Senin, 24 Januari 2011

Si Tukang Kayu


Seorang tukang kayu tua bermaksud pensiun dari pekerjaannya di sebuah perusahaan bangunan, konstruksi perumahan. Ia menyampaikan keinginan itu pada pemilik perusahaan. Tentu saja, ia akan kehilangan penghasilan bulanannya, tetapi keputusan itu sudah bulat. Ia merasa lelah, ingin beristirahat dan menikmati sisa hari tuanya dengan penuh kedamaian bersama istri dan keluarganya. Pemilik perusahaan merasa sedih kehilangan salah seorang pekerja terbaiknya. Ia lalu meminta permintaan terakhir pada tukang kayu tersebut untuk membuatkan sebuah rumah untuk dirinya. Tukang kayu mengangguk menyetujui permohonan pribadi pemilik perusahaan itu. Tapi, sebenarnya ia merasa terpaksa. Ia ingin segera berhenti. Hatinya tidak sepenuhnya dicurahkan. Dengan ogah-ogahan ia mengerjakan proyek itu. Ia cuma menggunakan bahan-bahan sekedarnya. Akhirnya selesailah rumah yang diminta.

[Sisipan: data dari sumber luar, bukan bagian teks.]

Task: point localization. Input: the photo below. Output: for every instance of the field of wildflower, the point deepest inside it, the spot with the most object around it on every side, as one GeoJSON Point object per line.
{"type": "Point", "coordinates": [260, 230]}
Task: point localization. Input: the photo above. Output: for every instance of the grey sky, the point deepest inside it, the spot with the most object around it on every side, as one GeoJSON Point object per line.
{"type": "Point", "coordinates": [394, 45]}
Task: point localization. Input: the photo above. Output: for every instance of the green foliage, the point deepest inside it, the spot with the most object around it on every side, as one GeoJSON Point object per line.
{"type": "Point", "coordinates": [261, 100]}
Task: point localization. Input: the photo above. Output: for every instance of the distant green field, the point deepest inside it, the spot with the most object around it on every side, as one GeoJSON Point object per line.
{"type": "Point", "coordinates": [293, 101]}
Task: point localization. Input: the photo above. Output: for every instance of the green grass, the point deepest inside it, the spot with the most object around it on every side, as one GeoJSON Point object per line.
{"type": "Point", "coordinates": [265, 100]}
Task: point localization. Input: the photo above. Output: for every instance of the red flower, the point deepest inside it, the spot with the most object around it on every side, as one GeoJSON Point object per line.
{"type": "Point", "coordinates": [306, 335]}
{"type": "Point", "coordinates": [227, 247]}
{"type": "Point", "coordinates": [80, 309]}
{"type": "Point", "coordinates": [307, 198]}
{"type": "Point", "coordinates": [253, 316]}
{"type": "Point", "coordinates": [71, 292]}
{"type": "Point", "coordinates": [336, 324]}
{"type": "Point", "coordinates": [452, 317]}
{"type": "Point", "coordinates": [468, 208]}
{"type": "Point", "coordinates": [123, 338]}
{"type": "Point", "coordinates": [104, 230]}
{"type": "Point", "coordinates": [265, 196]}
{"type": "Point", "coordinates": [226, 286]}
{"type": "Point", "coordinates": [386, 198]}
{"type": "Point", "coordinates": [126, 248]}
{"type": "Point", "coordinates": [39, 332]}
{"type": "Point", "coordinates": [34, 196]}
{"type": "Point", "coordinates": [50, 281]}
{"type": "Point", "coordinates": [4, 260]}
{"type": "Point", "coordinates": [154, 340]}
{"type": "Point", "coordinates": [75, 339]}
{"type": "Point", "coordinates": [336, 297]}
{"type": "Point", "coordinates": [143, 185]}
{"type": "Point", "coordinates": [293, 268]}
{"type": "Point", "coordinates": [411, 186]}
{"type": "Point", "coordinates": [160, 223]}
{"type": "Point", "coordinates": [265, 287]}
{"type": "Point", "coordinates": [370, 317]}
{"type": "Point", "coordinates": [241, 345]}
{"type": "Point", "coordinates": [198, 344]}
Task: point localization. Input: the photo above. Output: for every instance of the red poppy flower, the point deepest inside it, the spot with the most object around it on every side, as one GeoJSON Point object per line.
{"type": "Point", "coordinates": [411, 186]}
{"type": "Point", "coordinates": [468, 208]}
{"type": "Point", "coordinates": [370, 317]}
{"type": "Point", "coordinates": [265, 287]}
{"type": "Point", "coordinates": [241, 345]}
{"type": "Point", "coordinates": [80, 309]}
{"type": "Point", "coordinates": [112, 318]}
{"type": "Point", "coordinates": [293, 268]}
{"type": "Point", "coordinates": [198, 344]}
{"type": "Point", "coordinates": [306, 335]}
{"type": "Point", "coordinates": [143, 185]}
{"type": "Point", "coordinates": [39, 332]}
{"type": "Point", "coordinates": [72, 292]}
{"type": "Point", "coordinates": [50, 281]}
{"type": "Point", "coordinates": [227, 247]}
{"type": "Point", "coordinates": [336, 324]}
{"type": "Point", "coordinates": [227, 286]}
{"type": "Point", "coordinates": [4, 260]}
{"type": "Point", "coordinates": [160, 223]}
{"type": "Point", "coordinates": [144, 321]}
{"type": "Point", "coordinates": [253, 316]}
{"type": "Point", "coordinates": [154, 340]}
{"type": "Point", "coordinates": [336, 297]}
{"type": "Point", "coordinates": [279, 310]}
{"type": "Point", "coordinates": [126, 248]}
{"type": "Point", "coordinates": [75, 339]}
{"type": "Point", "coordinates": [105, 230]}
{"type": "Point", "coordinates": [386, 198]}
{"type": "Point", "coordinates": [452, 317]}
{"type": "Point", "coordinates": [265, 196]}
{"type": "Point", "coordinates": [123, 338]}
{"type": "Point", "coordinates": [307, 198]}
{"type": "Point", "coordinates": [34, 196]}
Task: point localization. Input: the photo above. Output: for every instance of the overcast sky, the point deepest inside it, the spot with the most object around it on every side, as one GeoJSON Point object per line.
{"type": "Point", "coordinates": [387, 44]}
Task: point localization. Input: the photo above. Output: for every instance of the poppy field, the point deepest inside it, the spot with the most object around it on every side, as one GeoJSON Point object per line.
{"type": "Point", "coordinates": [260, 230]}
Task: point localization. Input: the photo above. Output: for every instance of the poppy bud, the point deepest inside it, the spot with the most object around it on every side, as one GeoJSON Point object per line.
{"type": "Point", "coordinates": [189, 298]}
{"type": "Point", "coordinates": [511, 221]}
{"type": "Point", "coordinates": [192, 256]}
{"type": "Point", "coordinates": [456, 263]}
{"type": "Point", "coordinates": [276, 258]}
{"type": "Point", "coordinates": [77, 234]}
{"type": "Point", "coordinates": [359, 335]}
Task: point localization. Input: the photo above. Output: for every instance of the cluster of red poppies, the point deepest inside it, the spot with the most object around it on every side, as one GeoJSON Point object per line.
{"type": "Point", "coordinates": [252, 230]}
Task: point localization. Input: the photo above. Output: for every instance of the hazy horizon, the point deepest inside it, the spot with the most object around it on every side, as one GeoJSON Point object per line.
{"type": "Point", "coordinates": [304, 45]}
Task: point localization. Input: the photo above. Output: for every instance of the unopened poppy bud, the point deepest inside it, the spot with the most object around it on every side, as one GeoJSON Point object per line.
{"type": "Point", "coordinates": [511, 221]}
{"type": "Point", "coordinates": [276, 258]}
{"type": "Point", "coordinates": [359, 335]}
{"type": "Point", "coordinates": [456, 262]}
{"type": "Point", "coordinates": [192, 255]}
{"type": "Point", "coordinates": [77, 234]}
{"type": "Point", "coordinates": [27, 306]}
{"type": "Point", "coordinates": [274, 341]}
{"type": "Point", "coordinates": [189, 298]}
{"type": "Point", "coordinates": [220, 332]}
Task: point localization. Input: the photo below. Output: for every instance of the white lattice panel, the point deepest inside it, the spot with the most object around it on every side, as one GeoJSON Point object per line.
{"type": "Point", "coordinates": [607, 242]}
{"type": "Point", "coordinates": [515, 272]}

Hasilnya bukanlah sebuah rumah baik. Sungguh sayang ia harus mengakhiri kariernya dengan prestasi yang tidak begitu mengagumkan. Ketika pemilik perusahaan itu datang melihat rumah yang dimintanya, ia menyerahkan sebuah kunci rumah pada si tukang kayu. "Ini adalah rumahmu, " katanya, "hadiah dari kami."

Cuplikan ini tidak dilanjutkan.